Carlo Mammarella non è più il direttore sportivo della Ternana, che ieri ha annunciato di averlo sollevato dall’incarico dopo quanto prospettato alla presentazione di Diego Foresti. I rossoverdi hanno fin qui chiuso tre operazioni tra l’arrivo dell’attaccante Giuseppe Panico (28), in prestito dall’Avellino, e la cessione al Potenza del portiere Denis Franchi (23) e del difensore Giuseppe Loiacono (34). Le manovre non distraggono dalla semifinale di andata della Coppa Italia di C col Potenza, alle 18, al “Liberati”. Gli sforzi saranno massimi, anche perché la Ternana non scenderà poi in campo nel fine settimana, visto che salta la partita con il Rimini escluso la trasferta a Carpi ci sarà il 24 gennaio.

LIVERANI CARICA. C’è da dimenticare Ascoli, per la sconfitta dopo 4 turni positivi con 3 successi, e pensare solo al Potenza. Fabio Liverani non nasconde la voglia di rivalsa: «Nella stagione non ricordo una partita dove abbiamo fatto poco come ad Ascoli, ora abbiamo una competizione diversa che va gestita nei 180′ con identità e determinazione, sapendo che è la prima parte della semifinale. Chi c’è arrivato e non lotta per la prima posizione sa che è molto importante. Il Potenza non fa una trasferta classica, da lunedì è in ritiro a Roma».

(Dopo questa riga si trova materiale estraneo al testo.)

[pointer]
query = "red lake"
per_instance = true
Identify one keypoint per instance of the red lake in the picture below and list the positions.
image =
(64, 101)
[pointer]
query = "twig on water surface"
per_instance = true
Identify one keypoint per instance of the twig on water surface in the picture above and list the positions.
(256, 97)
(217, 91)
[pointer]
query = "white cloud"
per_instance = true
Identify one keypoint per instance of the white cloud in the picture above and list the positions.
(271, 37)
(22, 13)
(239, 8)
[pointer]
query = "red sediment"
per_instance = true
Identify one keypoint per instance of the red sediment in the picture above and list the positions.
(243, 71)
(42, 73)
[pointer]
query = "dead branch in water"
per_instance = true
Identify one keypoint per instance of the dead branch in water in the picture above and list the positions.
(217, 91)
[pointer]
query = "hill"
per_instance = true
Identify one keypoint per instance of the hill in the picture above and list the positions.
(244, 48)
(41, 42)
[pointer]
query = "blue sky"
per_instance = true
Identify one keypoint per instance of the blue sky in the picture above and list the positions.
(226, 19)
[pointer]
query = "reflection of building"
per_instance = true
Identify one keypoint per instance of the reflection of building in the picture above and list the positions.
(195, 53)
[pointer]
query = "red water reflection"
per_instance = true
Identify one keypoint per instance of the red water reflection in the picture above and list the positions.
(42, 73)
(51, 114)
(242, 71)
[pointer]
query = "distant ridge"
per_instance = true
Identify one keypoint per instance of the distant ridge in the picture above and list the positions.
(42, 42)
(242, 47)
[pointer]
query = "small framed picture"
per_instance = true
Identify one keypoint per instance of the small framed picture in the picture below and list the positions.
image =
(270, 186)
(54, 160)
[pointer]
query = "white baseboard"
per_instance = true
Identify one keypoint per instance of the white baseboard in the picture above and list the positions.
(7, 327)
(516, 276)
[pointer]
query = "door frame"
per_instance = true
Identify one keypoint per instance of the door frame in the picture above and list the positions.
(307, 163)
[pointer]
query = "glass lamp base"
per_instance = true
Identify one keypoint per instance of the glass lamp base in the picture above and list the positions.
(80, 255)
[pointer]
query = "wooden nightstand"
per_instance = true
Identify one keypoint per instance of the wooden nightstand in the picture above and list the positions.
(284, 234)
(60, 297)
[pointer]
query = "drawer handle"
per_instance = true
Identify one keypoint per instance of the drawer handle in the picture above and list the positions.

COSA ASPETTARSI. Il tecnico rossoverdi sa cosa l’aspetta: «Affrontiamo un avversario che ha qualità, noi dovremo essere bravi a fare una prova di livello, determinazione e attenzione. Ho visto i ragazzi pronti, arrabbiati dopo Ascoli. Per fortuna si torna subito in campo. Sono convinto che faremo una partita da Ternana. Bisogna cercare di fare una gara cattiva, per vincerla. Non penso che si possa chiudere nei primi 90′. ». Prezzi popolari per attirare pubblico: «La gente ci è sempre stata vicina. Sarebbe bello entrare in campo e avere una cornice di pubblico che possa spingere i ragazzi. Per noi è una tappa importante».